SUR LES 315 000 femmes utilisatrices de l’antiacnéique Diane 35 (ou de l’un de ses génériques) en 2012, l’Agence nationale de sécurité du médicament (ANSM) estime que 60 % des prescriptions se feraient hors AMM dans le cadre d’une contraception orale uniquement. « Cette situation a assez duré (..). Il faut arrêter de l’utiliser comme contraceptif. Cela fait partie de la feuille de route que nous a donnée la ministre (de la Santé) », a déclaré lundi Dominique Maraninchi, directeur général de l’agence. Après une réunion du comité de pharmacovigilance, l’ANSM devait rendre ses conclusions sur l’analyse bénéfice/risque de Diane 35 et ses génériques accompagnées de « mesures appropriées ». Un nouveau dossier d’informations devrait également être mis en ligne sur le site internet de l’agence. Les experts gynécologues de l’ANSM « considèrent qu’il ne s’agit pas d’un contraceptif et d’ailleurs la firme - Bayer - ne nous a pas demandé de l’enregistrer comme contraceptif », a fait remarquer Dominique Maraninchi. « Ce produit comme les pilules de troisième et quatrième générations augmente le risque thrombo-embolique. Il est donc exclu que l’on expose la population à ce risque », a insisté le directeur de l’ANSM. L’agence a finalement décidé mercredi d’engager une procédure de suspension de l’AMM.

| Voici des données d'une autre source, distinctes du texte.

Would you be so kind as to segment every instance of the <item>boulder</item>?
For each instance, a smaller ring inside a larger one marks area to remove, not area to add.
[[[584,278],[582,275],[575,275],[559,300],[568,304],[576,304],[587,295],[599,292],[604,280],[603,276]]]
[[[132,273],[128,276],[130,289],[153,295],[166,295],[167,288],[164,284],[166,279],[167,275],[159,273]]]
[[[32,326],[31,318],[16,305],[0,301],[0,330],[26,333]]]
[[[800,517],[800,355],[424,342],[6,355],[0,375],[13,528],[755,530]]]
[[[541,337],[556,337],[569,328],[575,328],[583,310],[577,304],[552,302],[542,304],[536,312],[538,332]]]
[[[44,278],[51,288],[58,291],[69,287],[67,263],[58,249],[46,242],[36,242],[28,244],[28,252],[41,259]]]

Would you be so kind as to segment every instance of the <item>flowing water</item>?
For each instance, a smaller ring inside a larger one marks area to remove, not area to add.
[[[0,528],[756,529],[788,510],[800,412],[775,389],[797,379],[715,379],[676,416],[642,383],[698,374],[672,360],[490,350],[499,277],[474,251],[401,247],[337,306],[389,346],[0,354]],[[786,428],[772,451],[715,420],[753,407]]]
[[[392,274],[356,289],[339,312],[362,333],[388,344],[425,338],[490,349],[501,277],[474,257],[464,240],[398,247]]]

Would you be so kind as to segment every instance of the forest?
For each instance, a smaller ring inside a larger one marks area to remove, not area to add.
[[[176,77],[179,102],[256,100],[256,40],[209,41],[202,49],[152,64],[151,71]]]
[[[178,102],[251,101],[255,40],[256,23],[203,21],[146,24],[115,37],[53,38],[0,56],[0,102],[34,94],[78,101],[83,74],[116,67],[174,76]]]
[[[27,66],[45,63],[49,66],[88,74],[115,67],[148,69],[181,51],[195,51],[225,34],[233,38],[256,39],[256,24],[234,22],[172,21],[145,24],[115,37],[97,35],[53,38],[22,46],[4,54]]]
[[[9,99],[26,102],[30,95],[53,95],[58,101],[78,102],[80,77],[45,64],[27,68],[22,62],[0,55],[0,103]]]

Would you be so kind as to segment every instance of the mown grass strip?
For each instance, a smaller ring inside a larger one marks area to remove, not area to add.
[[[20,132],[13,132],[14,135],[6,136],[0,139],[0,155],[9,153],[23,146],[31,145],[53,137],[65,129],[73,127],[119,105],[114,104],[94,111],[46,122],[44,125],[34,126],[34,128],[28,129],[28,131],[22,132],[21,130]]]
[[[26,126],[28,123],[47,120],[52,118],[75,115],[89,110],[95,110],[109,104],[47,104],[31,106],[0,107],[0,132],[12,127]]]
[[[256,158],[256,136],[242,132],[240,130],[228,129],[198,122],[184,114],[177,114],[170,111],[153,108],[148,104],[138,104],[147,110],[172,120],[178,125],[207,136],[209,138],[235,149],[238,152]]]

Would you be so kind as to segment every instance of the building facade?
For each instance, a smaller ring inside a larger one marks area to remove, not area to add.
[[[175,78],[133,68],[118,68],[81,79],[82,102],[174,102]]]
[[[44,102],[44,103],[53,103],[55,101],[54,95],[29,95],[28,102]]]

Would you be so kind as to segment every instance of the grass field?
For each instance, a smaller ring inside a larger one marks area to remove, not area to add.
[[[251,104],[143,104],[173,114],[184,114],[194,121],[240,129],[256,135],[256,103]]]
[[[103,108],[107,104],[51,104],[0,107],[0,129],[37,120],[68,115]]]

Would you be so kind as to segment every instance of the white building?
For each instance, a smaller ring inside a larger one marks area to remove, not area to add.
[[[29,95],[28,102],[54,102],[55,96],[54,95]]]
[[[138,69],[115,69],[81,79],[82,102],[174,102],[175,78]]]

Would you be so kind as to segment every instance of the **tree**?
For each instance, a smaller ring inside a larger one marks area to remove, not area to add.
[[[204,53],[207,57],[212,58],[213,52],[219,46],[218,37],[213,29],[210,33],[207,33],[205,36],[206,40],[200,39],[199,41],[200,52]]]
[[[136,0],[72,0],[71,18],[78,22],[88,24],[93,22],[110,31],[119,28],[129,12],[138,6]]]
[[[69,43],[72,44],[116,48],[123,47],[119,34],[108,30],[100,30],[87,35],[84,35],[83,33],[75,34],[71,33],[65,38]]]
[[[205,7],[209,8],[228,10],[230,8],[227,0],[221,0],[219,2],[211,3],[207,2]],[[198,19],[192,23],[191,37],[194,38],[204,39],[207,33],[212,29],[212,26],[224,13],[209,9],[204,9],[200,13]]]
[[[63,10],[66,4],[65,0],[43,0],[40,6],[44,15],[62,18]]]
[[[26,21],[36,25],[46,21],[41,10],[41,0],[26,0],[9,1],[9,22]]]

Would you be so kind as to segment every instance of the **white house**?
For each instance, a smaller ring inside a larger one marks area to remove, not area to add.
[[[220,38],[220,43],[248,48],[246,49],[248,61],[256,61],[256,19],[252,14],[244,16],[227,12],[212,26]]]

Communication catastrophique.
Du côté des médecins généralistes et spécialistes, on s’interroge sur la pertinence du message précipité de l’agence sur Diane 35 abondamment repris par les médias. « Je trouve ça assez catastrophique de mettre sur la place publique une discussion qui normalement relevait d’une discussion interne d’un groupe d’expertise de l’agence du médicament », considère le Dr Claude Leicher, président de MG-France. « Ça serait bien que le directeur de l’ANSM prenne quelques leçons de communication car dernièrement, ça n’a pas été une grande réussite », glisse le Dr Jean-Paul Hamon, président de la Fédération des médecins de France (FMF). « Je ne vois pas pourquoi ils communiquent si vite alors qu’ils ne savent pas eux-mêmes vraiment ce qu’ils vont faire », commente le Dr Élisabeth Paganelli, secrétaire générale du Syndicat national des gynécologues obstétriciens de France (SYNGOF). « Ces personnes ne sont pas dans les consultations comme nous. Vu de loin, il faudrait qu’ils s’entourent mieux », ajoute-t-elle. Vice-présidente du Collège national des gynécologues obstétriciens français (CGNOF), le Dr Béatrice Guigues juge « complètement aberrant » de la part de l’ANSM de générer un tel effet anxiogène chez les patients. « Je ne comprends pas très bien cet emballement médiatique car les thromboses on sait depuis toujours que cela existe avec les pilules. C’est un médicament avec des effets secondaires. Il y a d’autres contraceptifs qui ont aussi des effets secondaires », fait-elle remarquer.
Pas des imbéciles.
« Les médecins généralistes, les dermatologues et les gynécologues ne sont pas des imbéciles », renchérit le Dr Claude Leicher, président de MG-France. « Quand ils utilisent Diane 35, c’est parce qu’une femme a un problème d’acné. Dans le cas contraire, ils se tournent le plus souvent vers une contraception normale. Néanmoins l’effet secondaire contraceptif qui n’est pas l’indication d’AMM du Diane 35, on est bien obligé d’en tenir compte », ajoute-t-il. « J’ai lu des rapports internes à l’agence du médicament où des experts protestaient vigoureusement contre le fait que le laboratoire (Bayer ndlr) n’ait jamais déposé d’AMM pour la contraception. Avec Diane 35, on est bien devant un produit qui a un effet contraceptif. Si l’effet contraceptif n’est pas suffisant pour le considérer comme un contraceptif, il est temps de le dire aux professionnels et aux femmes qui s’en servent. À un moment donné, il faut que les agences fassent leur boulot et après les médecins feront le leur », déclare-t-il. L’ANSM reconnaît à ce jour « quatre décès (…) imputables à une thrombose veineuse liée à DIANE 35 », au regard des « déclarations faites par les médecins dans le système national de pharmacovigilance pendant les 25 dernières années, c’est-à-dire depuis 1987 » (date d’autorisation de mise sur le marché en France dans le traitement de l’acné chez la femme). Un chiffre probablement sous-estimé selon les dires de Dominique Maraninchi.